Treasures of the Valley » Mike Lawler

A Korean-American Olympian from Indian Springs

Mike Lawler is the former  president of the Historical Society of the Crescenta Valley and loves local history. Reach him at lawlerdad@yahoo.com.
Mike Lawler is the former
president of the Historical Society
of the Crescenta Valley and loves local history. Reach him at
lawlerdad@yahoo.com.

In the next few weeks I’ll be covering some of the great memories of Indian Springs that I’ve collected over the past few years from locals who spent time at that beautiful oasis. If you have some memories you’d like me to include, please send them to my email at lawlerdad@yahoo.com. Indian Springs was a great place to have fun, but it also had a serious side in that several Olympic divers trained there. Indian Springs seems also to have had an inclusive, tolerant attitude toward those athletes who weren’t, well, white. Vicki Manalo Draves, a Filipino-American diver who faced prejudice in her career, came to Indian Springs specifically to get away from the “whites only” rules of many training pools of the 1940s. Sammy Lee, another athlete who trained at Indian Springs, should be of particular interest as he was, like many new residents to our valley, Korean-American.

Sammy Lee was born in Fresno to Korean immigrants. They moved to L.A., Highland Park specifically, in the early 1930s, and young Sammy was impressed by the spectacle of the ’32 Olympics. When swimming at the few pools that allowed non-whites, he discovered a talent for diving. He trained under the great diving coach Jim Ryan. At the same time Sammy was competing and winning up through the ranks of national diving championships, he was also attending college – Occidental for his undergrad, and USC for his M.D., awarded in 1947. He had befriended Vicki Manalo while competing in San Francisco, and remained friends with both her and her new husband and coach Lyle Draves when they made the move to Indian Springs. Lee and Vicki Draves went to the 1948 Olympics together, Lee winning a gold and a bronze medal and Draves winning two golds.

Sammy trained at Indian Springs, influencing and being influenced by Vicki and other Olympic competitors such as Juno Stover Irwin and Pat McCormick. Irwin competed in several Olympics, earning bronze, while McCormick won an incredible four gold medals. Sammy Lee went to the Olympics again in 1952, bringing home another gold medal.

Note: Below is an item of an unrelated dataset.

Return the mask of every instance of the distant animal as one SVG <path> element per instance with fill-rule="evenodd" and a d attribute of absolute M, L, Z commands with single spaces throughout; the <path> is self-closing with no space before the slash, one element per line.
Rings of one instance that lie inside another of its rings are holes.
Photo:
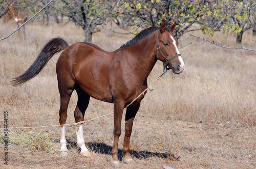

After Lee served as an Army doctor in the Korean War, he returned to L.A. to face some of his most challenging discrimination. Now a war veteran and successful doctor, he sought to buy a house in Orange County near his practice. Not once but twice he was dissuaded from purchasing a home in “white neighborhoods” and even received threats. But he had a successful medical career, and stayed involved in the Olympics (he trained Greg Louganis!). At 95, he still swims every day. Dr. Sammy Lee was one of the many athletes who trained at our own Indian Springs pool, and is today a hero of the Korean-American community.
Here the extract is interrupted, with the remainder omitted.